Wednesday, May 11, 2005
The trial of Richard Scrushy has turned positively somnambulant over the past week as the defense called two expert witnesses to split hairs about the value of Scrushy's stock options and the effects of the fraud on HealthSouth's share price. Things may have hit a new low on the interest meter on Tuesday when the defense spent the day reading into the record transcripts of two witnesses who testified last year at the SEC's asset freeze hearing but who have since asserted their Fifth Amendment privilege and refused to testify (with the government unwilling to grant immunity). If you have ever had the joy of reading a transcript to a jury (grand or petit) you know just how boring the process can be.. That may change in the next day or so, however, as lead defense trial counsel James Parkman has indicated that Scrushy is prepped and ready to take the witness stand. This will be the key to the defense because the other witnesses will be overshadowed by the direct and, more importantly, the cross-examination of the former CEO.

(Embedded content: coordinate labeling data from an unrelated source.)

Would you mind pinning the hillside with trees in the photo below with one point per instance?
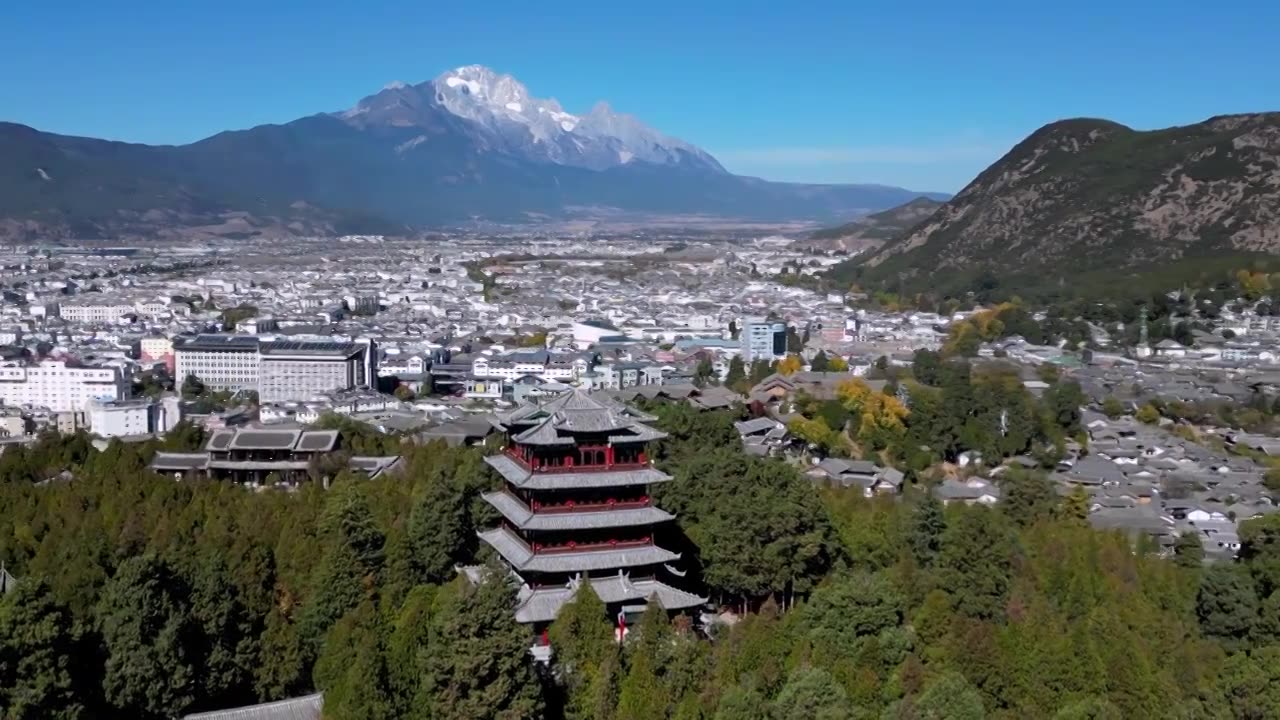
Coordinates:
(146, 597)
(1082, 205)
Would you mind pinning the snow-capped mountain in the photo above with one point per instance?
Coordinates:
(501, 112)
(469, 145)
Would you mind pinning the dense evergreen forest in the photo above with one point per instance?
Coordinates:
(146, 597)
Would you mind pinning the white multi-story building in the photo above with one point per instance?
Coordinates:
(222, 363)
(95, 313)
(62, 387)
(763, 340)
(302, 370)
(278, 370)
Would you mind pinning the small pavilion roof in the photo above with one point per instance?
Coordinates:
(542, 605)
(520, 515)
(576, 479)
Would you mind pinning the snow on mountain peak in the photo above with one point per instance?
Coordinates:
(512, 121)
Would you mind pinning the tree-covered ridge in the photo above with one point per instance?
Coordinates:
(1087, 201)
(146, 597)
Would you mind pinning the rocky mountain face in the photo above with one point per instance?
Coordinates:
(471, 144)
(1080, 196)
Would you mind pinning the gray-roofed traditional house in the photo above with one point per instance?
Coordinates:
(307, 707)
(576, 507)
(254, 454)
(862, 473)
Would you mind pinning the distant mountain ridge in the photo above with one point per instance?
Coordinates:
(1086, 197)
(871, 232)
(471, 144)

Of course, Parkman has hinted that he may not call Scrushy to testify, no doubt trying to keep the government off-balance and creating the possibility that prosecutors would appear unprepared if he were to suddenly rest the defense case. Given the particular spin on the "Honest-but-Ignorant CEO" defense being used here, which accuses HealthSouth's Five Guilty CFOs (and others) of actively lying to Scrushy for years and not just that the defendant did not pay attention to all that complicated accounting stuff (the Ebbers/Lay variant), it will be difficult for him not to testify to try to counter the extensive testimony about his involvement in all aspects of the company. This just seems like a very difficult case to rely on the burden of proof, attacking witnesses who entered plea bargains, and accusations that everyone lied and engaged in a grand conspiracy to keep Scrushy in the dark without the defendant saying what he did and did not know. The trial can move from something just this side of watching paint dry to an edge-of-the-seat drama once Scrushy takes the witness stand. An AP story here discusses the statements of Scrushy's counsel about the possibility of calling him to testify. (ph)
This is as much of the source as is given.